Trump, climatosceptique affirmé, peut ébranler l’édifice difficilement construit ces dernières années. Il a promis durant sa campagne d’annuler ce texte qui, selon lui, nuit à l’économie du deuxième plus gros émetteur de gaz à effet de serre de la planète. Il en a les moyens juridiques et politiques.

Carctère non contraignant

En brandissant la menace d’un retrait, Donald Trump met en évidence la fragilité de l’accord de Paris signé le 12 décembre 2015 à l’issue de la COP21. Ce texte, qui semblait offrir des garanties de stabilité en fixant un délai de quatre ans aux Etats pour s’en affranchir, comporte une faille juridique.
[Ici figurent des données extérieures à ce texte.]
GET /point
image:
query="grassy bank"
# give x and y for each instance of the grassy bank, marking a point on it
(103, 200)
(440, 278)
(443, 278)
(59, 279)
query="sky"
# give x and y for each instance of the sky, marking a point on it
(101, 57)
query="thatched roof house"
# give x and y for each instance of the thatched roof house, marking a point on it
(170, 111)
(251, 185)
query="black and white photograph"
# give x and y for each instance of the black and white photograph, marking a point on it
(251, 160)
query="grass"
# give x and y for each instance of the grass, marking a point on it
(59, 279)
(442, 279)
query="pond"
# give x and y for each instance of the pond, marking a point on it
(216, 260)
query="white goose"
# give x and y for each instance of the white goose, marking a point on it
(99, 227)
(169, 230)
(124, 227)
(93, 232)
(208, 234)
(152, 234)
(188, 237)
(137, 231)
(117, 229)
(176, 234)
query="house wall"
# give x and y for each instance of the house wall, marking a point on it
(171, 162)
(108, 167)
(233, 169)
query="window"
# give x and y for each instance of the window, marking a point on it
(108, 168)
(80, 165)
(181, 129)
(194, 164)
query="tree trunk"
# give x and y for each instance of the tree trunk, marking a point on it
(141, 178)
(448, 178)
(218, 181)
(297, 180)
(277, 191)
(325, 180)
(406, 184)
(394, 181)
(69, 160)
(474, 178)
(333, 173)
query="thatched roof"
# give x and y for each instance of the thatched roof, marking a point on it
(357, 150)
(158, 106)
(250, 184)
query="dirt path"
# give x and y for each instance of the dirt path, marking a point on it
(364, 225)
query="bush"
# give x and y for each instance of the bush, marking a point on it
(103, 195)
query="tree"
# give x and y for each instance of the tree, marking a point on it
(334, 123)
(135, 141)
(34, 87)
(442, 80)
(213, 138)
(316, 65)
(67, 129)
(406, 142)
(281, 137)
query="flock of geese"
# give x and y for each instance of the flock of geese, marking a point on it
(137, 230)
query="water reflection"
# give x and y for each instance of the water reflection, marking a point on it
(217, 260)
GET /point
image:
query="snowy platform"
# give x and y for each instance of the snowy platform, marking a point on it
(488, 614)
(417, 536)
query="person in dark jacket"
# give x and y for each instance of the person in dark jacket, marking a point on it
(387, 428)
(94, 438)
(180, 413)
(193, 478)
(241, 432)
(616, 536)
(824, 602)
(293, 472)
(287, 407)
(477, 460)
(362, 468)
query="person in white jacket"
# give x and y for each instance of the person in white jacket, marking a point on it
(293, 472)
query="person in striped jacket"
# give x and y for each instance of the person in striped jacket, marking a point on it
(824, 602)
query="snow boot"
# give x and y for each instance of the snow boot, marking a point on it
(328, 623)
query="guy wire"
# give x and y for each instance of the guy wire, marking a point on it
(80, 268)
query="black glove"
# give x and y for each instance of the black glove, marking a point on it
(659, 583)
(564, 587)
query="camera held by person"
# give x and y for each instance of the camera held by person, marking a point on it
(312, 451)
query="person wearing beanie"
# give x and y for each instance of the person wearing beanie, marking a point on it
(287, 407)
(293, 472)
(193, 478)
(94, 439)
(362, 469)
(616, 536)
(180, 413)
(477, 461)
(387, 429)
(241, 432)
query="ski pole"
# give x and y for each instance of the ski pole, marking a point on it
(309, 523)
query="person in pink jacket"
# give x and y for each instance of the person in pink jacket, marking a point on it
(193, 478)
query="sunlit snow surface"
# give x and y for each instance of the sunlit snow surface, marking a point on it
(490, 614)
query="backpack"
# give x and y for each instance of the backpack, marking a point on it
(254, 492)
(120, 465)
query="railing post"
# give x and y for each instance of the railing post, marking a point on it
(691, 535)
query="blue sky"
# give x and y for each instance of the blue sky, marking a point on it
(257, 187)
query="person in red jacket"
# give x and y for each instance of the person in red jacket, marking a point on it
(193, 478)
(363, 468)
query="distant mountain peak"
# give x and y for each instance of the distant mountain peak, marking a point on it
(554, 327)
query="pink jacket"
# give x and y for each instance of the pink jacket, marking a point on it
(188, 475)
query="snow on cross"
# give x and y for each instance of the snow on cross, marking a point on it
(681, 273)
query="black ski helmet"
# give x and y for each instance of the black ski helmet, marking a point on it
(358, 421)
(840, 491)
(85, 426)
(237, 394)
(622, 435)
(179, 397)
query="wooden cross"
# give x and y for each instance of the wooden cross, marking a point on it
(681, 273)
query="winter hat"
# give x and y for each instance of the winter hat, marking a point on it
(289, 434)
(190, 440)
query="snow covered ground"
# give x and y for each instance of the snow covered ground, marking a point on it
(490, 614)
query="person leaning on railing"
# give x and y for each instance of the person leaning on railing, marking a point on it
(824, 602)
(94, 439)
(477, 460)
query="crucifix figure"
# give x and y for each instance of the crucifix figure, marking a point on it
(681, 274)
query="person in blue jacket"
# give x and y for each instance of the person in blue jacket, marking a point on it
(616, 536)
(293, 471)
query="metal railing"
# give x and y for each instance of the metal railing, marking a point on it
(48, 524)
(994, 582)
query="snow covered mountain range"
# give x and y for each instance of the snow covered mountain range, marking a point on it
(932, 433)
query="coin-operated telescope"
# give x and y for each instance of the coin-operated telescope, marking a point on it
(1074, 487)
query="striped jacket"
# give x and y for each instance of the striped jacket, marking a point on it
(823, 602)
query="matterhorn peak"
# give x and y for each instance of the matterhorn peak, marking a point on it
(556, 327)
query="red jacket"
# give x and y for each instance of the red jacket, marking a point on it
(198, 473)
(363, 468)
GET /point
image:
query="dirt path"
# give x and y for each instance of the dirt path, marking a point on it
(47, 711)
A ceux qui le souhaitent, il ouvre la possibilité de s’en libérer dans un délai d’un an en quittant la Convention-cadre des Nations unies sur les changements climatiques qui abrite les négociations. S’ils enclenchent cette manœuvre, les Etats-Unis, piliers de la réussite de la COP21, s’excluraient des discussions internationales sur le climat.
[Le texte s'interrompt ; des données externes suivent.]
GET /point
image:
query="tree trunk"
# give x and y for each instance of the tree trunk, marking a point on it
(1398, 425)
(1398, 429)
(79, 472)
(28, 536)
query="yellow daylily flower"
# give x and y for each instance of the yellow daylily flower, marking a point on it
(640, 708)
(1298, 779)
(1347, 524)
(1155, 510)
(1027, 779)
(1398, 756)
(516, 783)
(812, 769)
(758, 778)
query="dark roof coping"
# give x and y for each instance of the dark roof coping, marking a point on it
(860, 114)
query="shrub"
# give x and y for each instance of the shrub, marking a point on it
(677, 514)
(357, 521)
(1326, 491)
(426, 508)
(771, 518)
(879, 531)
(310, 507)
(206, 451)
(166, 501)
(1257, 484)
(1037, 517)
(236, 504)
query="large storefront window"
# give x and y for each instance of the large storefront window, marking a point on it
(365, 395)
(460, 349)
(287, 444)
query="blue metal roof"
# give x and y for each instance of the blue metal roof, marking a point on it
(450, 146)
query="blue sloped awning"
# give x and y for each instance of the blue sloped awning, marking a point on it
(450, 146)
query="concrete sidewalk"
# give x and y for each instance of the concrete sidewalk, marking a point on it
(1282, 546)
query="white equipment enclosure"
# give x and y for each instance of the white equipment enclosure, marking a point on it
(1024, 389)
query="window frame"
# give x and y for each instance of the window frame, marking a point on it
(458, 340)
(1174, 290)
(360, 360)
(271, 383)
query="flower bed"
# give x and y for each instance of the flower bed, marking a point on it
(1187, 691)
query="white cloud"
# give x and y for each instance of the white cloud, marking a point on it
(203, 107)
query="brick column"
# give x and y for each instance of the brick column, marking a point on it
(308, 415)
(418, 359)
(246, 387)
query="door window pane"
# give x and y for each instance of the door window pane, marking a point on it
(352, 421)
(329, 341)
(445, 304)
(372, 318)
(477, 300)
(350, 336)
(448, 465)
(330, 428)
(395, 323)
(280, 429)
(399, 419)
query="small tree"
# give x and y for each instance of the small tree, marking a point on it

Mais Donald Trump n’a pas besoin de prendre ce risque politique et de s’exposer sur la scène internationale. Car l’accord de Paris n’est pas contraignant, et c’est sa principale faiblesse. Aucun mécanisme de sanction n’est prévu pour obliger un pays à respecter ses engagements de réduction de ses émissions de gaz à effet de serre ou ses promesses financières. Le suivi de la mise en œuvre ne peut être ni « accusatoire » ni « punitif ». Sans dénoncer l’accord de Paris, sans quitter le cadre des négociations, le nouveau président peut ne pas l’appliquer. Il n’encourt aucune pénalité.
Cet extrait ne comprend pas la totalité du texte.